Mukoko semble avoir deux « cibles »: Jean-Marc Kabund a Kabund, 1er vice-président de l’Assemblée nationale et son successeur au poste de secrétaire général de l’UDPS, le très bavard Augustin Kabuya.
« LES NOUVEAUX AMIS DE KINGAKATI »
D’après Mukoko, Kabund et Kabuya seraient « télécommandés » depuis la ferme de « Kabila » à Kingakati. Selon lui, ces deux caciques de l’UDPS ne tolèrent plus de voix dissonantes. « Il m’est interdit de mettre les pieds à la permanence du parti au motif que je suis rebelle et non respectueux de nos dirigeants », dit-il. Et d’ajouter: « Joseph Kabila a donné instruction pour que je n’accède plus au siège du parti ».
A en croire Mukoko, une « commission de discipline » mise en place par Augustin Kabuya lui avait tendu un piège en l’invitant à la permanence. Arrivé sur le lieu, il a été « maîtrisé » et « tondu », en guise de sanction pour « indiscipline ». Il se dit étonner de constater que cet acte n’a pas été condamné. Il a pris l’engagement de rassembler tous les « déçus ».
Au cours de sa prestation, Mukoko a abordé le sujet du moment. A savoir, l’arrêté signé par le gouverneur de la ville de Kinshasa portant permutation et nomination de quelques bourgmestres dont trois étiquetés UDPS.
Mukoko de dire son étonnement de voir toute une « matinée politique » organisée par le SG Kabuya pour présenter les trois « promus » de l’UDPS grâce à un « acte illégal ». On le sait, le gouverneur n’est pas compétent pour nommer les chefs des exécutifs municipaux.

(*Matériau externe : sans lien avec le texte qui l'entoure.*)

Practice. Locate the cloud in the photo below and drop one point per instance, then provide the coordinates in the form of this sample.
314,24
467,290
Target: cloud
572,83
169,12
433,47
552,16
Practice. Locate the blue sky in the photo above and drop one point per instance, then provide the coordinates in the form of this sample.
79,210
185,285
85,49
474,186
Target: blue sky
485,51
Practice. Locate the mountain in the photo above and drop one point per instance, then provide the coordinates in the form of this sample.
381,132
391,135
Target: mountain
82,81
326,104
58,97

Pour lui, les tenants de la coalition CACH-FCC se considèrent au-dessus des lois. « On ne respecte plus la Constitution. On fait des arrangements entre les nouveaux amis de Kingakati », s’est-il exclamé avant d’exiger la démission du SG Kabuya. Celui-ci avait transmis au gouverneur Gentiny Ngobila les noms des « candidats » de l’UDPS. Pour Mukoko, il n’y a plus l’ombre d’un doute, « Kabila voudrait détruire l’UDPS à l’image du Palu ». Aussi, a-t-il pris l’engagement de « défendre les valeurs fondamentales de l’UDPS ».
« MARIAGE ENTRE L’ANGE ET LE DÉMON »
Depuis l’investiture de Felix Tshisekedi Tshilombo à la tête de l’Etat, Fils Mukoko semble dire tout haut ce que de nombreux militants de ce parti murmurent tout bas. Ce « combattant » n’hésite pas à fustiger l’alliance CACH-FCC. « Cette coalition ressemble à un mariage entre l’ange et le démon », déclarait-il en juillet dernier. Ajoutant: « Même Dieu est contre cette coalition ».

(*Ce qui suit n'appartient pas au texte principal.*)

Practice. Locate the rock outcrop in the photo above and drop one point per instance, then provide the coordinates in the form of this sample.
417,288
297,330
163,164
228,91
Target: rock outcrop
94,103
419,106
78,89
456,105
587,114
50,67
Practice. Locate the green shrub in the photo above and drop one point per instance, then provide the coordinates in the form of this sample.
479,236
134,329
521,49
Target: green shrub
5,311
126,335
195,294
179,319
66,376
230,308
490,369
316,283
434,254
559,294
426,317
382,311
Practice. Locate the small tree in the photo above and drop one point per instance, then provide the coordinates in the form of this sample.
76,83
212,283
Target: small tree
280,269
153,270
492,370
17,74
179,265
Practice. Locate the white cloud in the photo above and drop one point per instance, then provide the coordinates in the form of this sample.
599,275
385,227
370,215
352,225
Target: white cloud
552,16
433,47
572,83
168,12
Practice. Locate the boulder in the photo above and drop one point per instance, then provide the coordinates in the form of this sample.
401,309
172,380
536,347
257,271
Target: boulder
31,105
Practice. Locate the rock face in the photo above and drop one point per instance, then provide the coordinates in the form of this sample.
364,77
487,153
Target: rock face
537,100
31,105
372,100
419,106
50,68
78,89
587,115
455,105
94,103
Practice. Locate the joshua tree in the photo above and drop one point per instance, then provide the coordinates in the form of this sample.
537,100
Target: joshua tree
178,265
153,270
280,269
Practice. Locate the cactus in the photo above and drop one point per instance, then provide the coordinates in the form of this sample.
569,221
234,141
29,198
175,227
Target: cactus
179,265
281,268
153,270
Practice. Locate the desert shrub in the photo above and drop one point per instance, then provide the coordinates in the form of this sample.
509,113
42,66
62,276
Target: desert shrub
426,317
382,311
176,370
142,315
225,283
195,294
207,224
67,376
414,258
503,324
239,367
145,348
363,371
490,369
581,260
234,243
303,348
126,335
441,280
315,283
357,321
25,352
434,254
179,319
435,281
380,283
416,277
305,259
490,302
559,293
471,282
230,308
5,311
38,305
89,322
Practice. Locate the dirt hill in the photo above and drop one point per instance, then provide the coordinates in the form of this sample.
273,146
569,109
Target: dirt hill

En tous cas, les observateurs ne cessent de s’interroger sur les « convergences programmatiques » censées servir de socle à cette union.
Au lendemain de son élection à la présidence de l’UDPS en mars 2018, « Felix » avait tenu une conférence de presse à Bruxelles au cours de laquelle il avait clamé la volonté de son parti de conquérir le pouvoir d’Etat avec l’ambition de « gouverner le Congo autrement ».
« Fatshi » avait rappeler, à cette occasion, les fondamentaux de l’UDPS. A savoir: instaurer l’Etat de droit; lutter contre la pauvreté et les anti-valeurs (corruption, gabegie, incurie, impunité); promouvoir l’accès à l’éducation et à la santé, l’eau potable et l’électricité « pour tous »; améliorer le climat des affaires et lutter contre le chômage. « Depuis l’avènement de Felix Tshisekedi au sommet de l’Etat, l’UDPS donne l’impression que son ambition se limitait au pouvoir pour le pouvoir au point d’abandonner la vie militante sur le terrain », commente un politologue. « Il est impossible pour un parti comme l’UDPS de faire alliance avec le FCC – dont la devise semble être le changement dans la continuité – sans trahir son identité et ses valeurs », conclut notre interlocuteur.
On ne peut qu’espérer que la nouvelle direction aura à cœur de restaurer le débat interne au sein de ce grand parti qui semble bien « malade » de son « union » avec le FCC de « Joseph Kabila ».
On espère également que les dirigeants de l’UDPS seront à nouveau à l’écoute de toutes les voix dissonantes y compris celles de certains membres tels que Victor Kabamba Nzuzi et Fils Mukoko. Et pourquoi ne pas écouter les voix de Valentin Mubake Nombi et d’autres « déçus »?